Sacto 9-1-1
March 28, 2012
Antelope man sentenced to prison for defrauding trucking firms

An Antelope man has been sentenced to 10 years and 10 months in prison for defrauding trucking companies.

Kulwant Singh Gill, 53, was sentenced Tuesday in Sacramento by U.S. District Judge Lawrence K. Karlton for a scheme to defraud trucking firms out of payments for interstate freight deliveries. Gill was ordered to pay $443,388 in restitution to the victims. He also will be subject to three years of supervised release following his prison term.

Gill pleaded guilty Sept. 22, 2009, to charges involving the scheme in two separate indictments, according to a federal Department of Justice news release.

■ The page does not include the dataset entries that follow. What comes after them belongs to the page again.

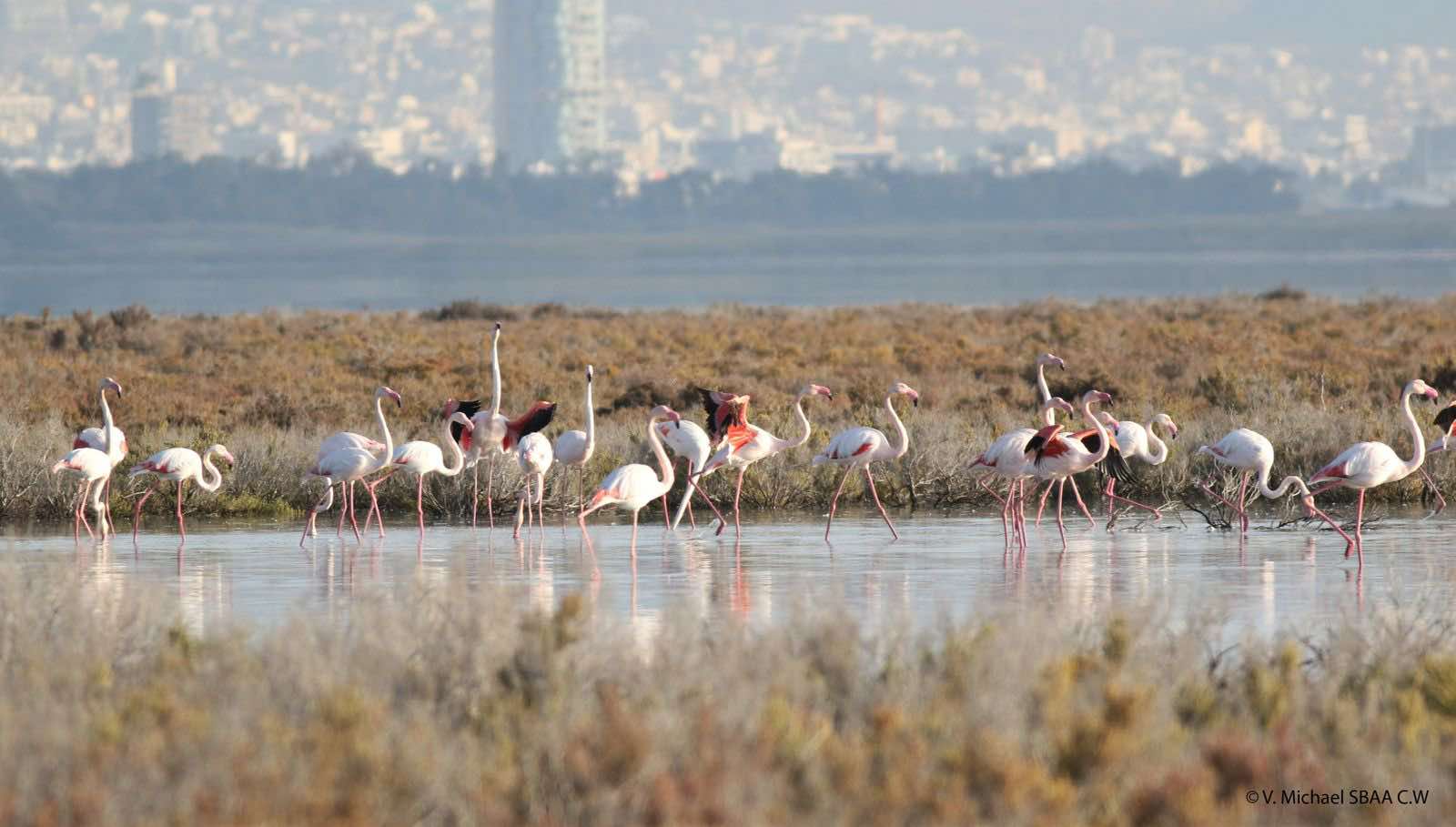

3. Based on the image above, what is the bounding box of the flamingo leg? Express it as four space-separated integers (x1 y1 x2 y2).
826 466 854 543
1067 476 1097 529
1421 466 1446 516
177 479 187 543
131 483 157 543
1057 479 1076 549
864 466 900 540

He owned and operated companies authorized by the Department of Transportation to transport freight loads and to broker the interstate transportation of freight, according to court documents. Officials said Gill used Internet-based "load-posting" boards to find freight loads that were available for transport and offered to transport the loads for a fixed price. He then re-posted those loads on the same or different websites, acting as a broker seeking another trucking company willing to transport the freight.

In more than 300 instances, Gill found trucking companies to deliver the freight, allowed them to make the deliveries and then received payment from the original brokers, who believed Gill had completed the deliveries himself. Gill then refused to pay the trucking companies that actually transported the freight, keeping the money for himself, officials said.

Gill was indicted in 2006, but he continued the scheme while on pretrial release, which led to a 2008 indictment. He was convicted on eight counts of wire fraud and five counts of making false statements to a government agency.

The case resulted from an investigation by the U.S. Department of Transportation, Office of Inspector General.